When normalizing a dataset, one maps the original data range into another data range. This is a form of scaling. The generalized steps for normalization of a dataset field is to identify the minimum and maximum values in the orginal dataset field, identify the minimum and maximum values of the new normalized scale, then calculate the new normalized field value of any number x in the original dataset using an equation similar in form to newvalue = (max’-min’)/(max-min)*(value-max)+max’.

Many statistics can be heavily influenced by outliers. One strategy is to set all outliers to a specified percentile of the data. This is called Winsorization of Winsorizing. In Winsorization, extreme values are limited in the statistical data to reduce the effect of these spurious outliers. For example, a 90\% Winsorisation would see all data below the 5th percentile set to the 5th percentile, and data above the 95th percentile set to the 95th percentile. Winsorised estimators are usually more robust to outliers than their more standard forms, although there are alternatives, such as trimming, that will achieve a similar effect. Note that Winsorising is not equivalent to trimming or truncation.

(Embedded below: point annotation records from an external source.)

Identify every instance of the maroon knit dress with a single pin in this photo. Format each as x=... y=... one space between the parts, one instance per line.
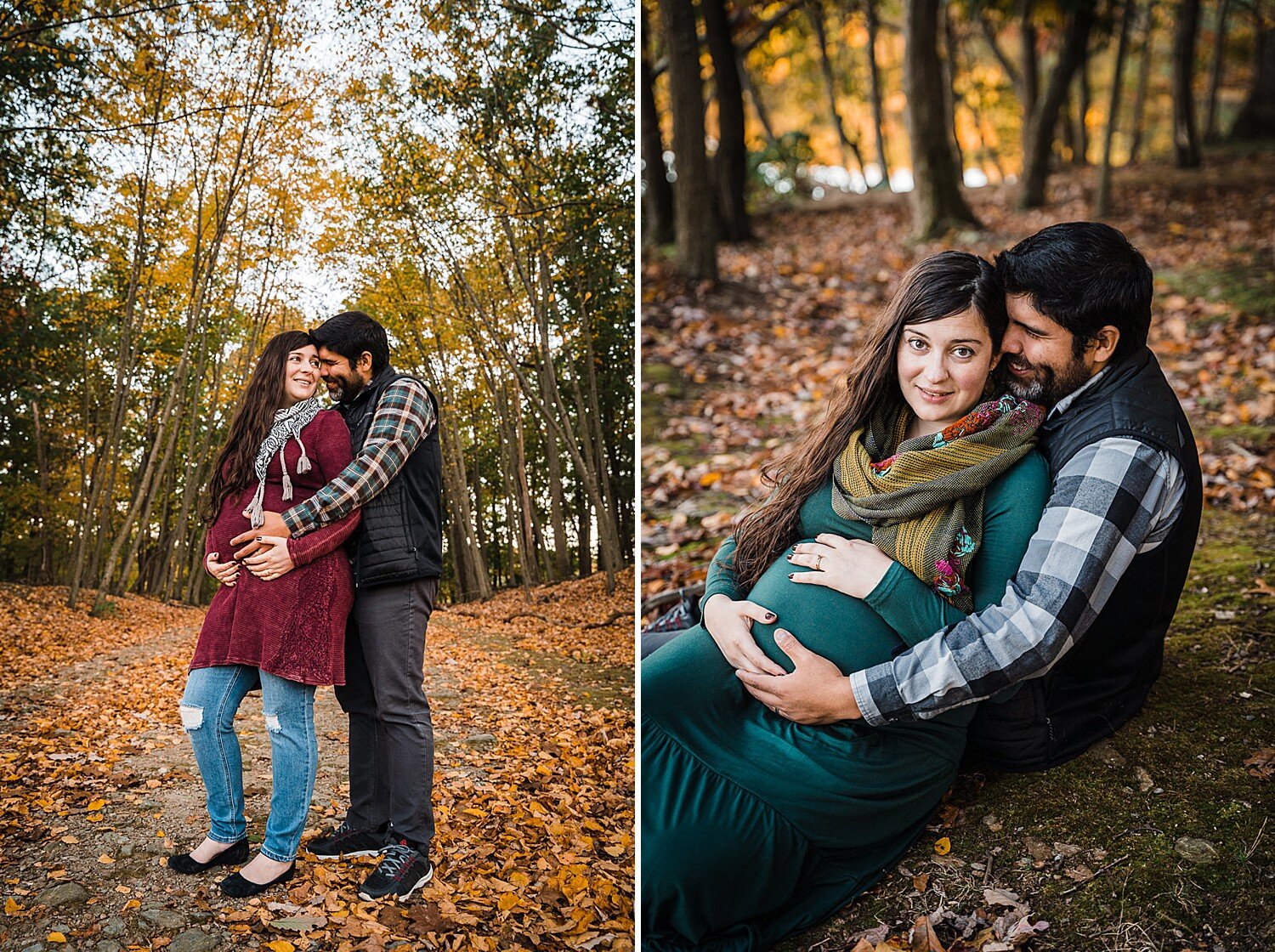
x=292 y=626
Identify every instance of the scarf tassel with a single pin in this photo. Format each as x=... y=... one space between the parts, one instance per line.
x=287 y=483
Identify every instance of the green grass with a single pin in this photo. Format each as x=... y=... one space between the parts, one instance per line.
x=1191 y=740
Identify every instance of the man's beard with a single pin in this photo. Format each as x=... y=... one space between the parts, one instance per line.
x=1047 y=387
x=346 y=389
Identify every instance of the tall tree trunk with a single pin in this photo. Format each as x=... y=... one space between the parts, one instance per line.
x=1256 y=119
x=731 y=163
x=1045 y=119
x=875 y=87
x=1080 y=150
x=693 y=194
x=950 y=73
x=938 y=203
x=45 y=564
x=1144 y=71
x=815 y=12
x=1219 y=46
x=658 y=196
x=1186 y=137
x=558 y=556
x=1102 y=203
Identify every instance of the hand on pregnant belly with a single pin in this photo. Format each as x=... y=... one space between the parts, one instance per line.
x=729 y=622
x=849 y=566
x=816 y=692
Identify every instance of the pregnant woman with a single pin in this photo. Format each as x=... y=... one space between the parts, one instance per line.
x=752 y=826
x=282 y=632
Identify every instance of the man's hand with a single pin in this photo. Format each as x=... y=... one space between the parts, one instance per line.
x=816 y=692
x=272 y=559
x=224 y=572
x=849 y=566
x=273 y=525
x=731 y=626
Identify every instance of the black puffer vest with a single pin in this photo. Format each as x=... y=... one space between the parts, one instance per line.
x=1103 y=681
x=400 y=536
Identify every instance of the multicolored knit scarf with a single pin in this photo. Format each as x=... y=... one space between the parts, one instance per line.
x=923 y=497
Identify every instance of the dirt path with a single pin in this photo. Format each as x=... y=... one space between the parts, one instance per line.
x=533 y=791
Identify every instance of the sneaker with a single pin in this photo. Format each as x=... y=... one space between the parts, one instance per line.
x=400 y=873
x=346 y=842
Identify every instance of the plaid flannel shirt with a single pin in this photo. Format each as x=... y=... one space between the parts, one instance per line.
x=1111 y=501
x=402 y=420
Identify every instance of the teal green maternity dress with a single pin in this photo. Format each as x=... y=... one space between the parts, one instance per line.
x=754 y=827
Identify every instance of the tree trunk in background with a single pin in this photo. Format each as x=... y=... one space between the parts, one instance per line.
x=1219 y=45
x=658 y=198
x=938 y=203
x=815 y=12
x=695 y=221
x=1045 y=119
x=874 y=73
x=1186 y=137
x=950 y=71
x=1102 y=203
x=45 y=567
x=1144 y=73
x=1024 y=74
x=1256 y=119
x=1080 y=153
x=731 y=163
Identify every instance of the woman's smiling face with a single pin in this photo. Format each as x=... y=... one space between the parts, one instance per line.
x=943 y=369
x=300 y=375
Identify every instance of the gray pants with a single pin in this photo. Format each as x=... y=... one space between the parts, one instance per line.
x=390 y=732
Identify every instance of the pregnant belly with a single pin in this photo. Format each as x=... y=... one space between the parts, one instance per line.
x=839 y=627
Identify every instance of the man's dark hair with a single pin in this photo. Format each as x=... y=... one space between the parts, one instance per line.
x=1083 y=275
x=351 y=333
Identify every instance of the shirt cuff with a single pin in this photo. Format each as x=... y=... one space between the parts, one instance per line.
x=885 y=587
x=864 y=699
x=296 y=521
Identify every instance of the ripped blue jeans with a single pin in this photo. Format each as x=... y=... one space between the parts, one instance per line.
x=213 y=694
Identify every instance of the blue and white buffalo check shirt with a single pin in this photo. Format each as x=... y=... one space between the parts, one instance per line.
x=1111 y=501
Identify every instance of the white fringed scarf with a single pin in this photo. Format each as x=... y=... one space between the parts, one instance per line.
x=288 y=423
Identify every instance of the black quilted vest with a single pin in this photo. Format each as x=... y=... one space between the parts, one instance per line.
x=400 y=536
x=1103 y=681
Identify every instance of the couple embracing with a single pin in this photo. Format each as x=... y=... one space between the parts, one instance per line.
x=999 y=505
x=295 y=488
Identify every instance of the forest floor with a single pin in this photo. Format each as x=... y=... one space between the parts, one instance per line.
x=533 y=785
x=1158 y=840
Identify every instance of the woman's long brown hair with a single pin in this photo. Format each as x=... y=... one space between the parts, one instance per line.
x=254 y=416
x=938 y=287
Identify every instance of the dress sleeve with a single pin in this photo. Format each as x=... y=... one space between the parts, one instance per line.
x=331 y=456
x=721 y=580
x=1010 y=513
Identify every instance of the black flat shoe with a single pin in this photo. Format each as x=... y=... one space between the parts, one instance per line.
x=237 y=887
x=231 y=855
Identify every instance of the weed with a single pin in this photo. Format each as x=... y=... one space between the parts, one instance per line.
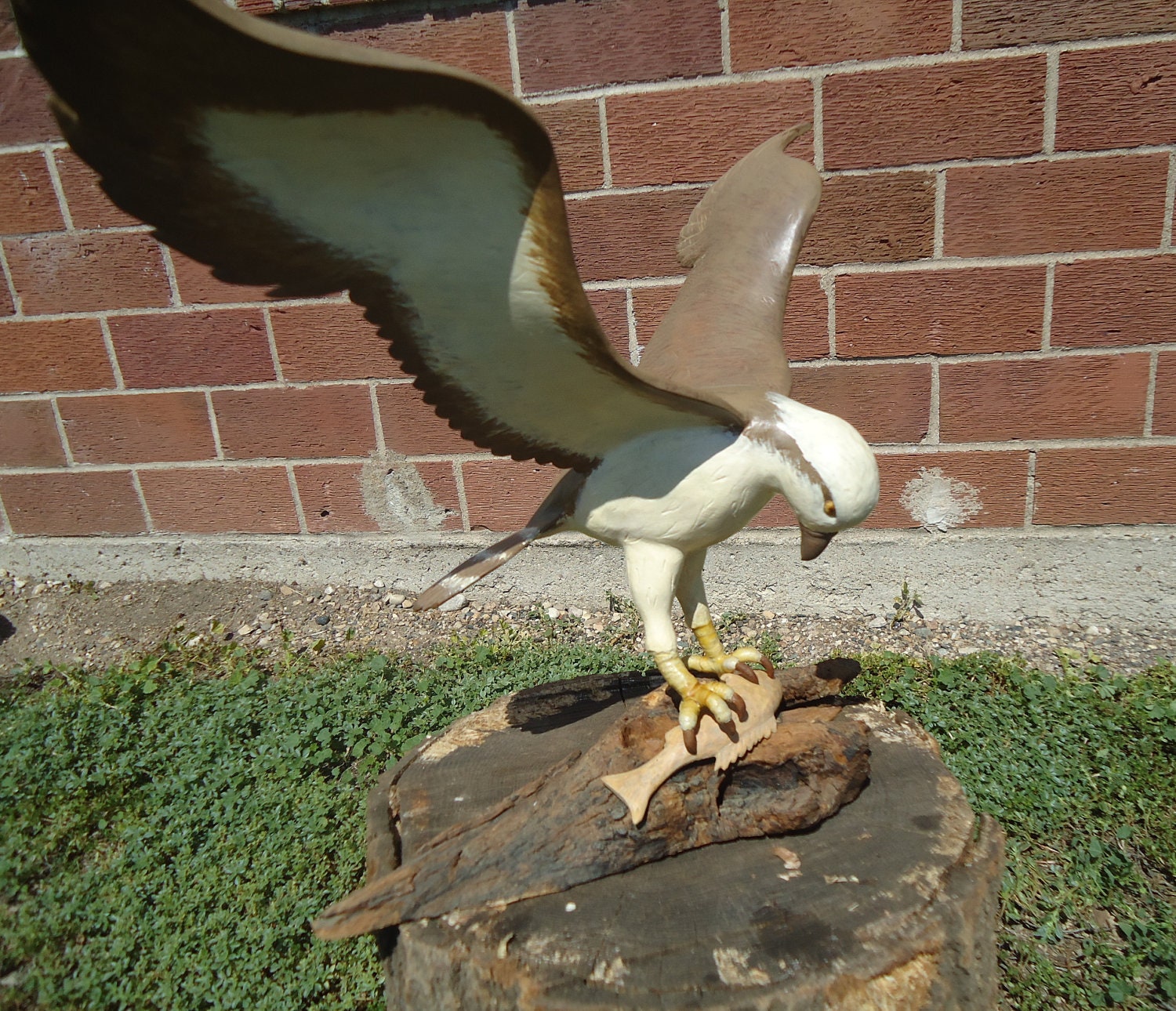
x=1081 y=771
x=172 y=823
x=906 y=606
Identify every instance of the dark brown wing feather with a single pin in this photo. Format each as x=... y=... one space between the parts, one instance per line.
x=724 y=333
x=140 y=86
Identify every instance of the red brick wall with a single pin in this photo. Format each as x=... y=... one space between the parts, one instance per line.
x=989 y=287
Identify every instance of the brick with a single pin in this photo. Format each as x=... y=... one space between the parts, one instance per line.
x=997 y=480
x=988 y=24
x=27 y=200
x=790 y=33
x=25 y=115
x=44 y=355
x=28 y=434
x=912 y=114
x=317 y=421
x=568 y=45
x=1117 y=98
x=412 y=427
x=613 y=314
x=138 y=428
x=211 y=500
x=1061 y=206
x=940 y=312
x=1163 y=419
x=87 y=273
x=1074 y=397
x=880 y=219
x=198 y=286
x=333 y=498
x=193 y=348
x=630 y=234
x=574 y=129
x=696 y=134
x=89 y=207
x=329 y=341
x=475 y=42
x=72 y=505
x=503 y=494
x=884 y=402
x=1105 y=486
x=806 y=333
x=649 y=308
x=1108 y=303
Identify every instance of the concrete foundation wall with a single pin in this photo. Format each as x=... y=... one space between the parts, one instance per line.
x=1121 y=575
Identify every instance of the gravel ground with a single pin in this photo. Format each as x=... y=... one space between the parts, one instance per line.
x=98 y=625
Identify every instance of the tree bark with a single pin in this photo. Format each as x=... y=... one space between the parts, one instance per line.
x=889 y=904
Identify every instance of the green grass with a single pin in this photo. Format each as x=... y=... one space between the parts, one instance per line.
x=171 y=825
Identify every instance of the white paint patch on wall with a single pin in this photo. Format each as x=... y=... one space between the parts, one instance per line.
x=395 y=496
x=938 y=502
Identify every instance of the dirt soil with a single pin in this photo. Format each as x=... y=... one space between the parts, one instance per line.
x=99 y=625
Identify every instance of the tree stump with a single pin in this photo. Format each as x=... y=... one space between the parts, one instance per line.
x=889 y=904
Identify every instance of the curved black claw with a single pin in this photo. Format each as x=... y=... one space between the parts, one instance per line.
x=740 y=709
x=746 y=672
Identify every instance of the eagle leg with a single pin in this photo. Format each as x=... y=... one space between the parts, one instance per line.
x=717 y=660
x=654 y=571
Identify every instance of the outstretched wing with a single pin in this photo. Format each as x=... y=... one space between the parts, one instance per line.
x=314 y=166
x=722 y=335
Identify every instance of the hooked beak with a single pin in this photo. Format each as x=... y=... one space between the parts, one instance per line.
x=813 y=543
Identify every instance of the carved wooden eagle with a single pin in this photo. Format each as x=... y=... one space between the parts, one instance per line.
x=434 y=199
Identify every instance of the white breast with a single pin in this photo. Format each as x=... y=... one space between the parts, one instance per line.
x=688 y=488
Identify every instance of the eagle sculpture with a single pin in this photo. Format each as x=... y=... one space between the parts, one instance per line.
x=434 y=199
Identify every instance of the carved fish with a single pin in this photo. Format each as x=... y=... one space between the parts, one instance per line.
x=762 y=698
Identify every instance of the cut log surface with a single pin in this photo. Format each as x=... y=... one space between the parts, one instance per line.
x=888 y=904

In a trimmed estimator, the extreme values are discarded; in a Winsorised estimator, the extreme values are instead replaced by certain percentiles (the trimmed minimum and maximum). Therefore, statistics derived from the two sets would not be equivalent (e.g. a Winsorised mean is not equal to a truncated mean).

Smoothing a dataset refers to the creation an approximating function that attempts to capture important patterns in the data while leaving out noise and other unimportant patterns. There are many forms of smoothing.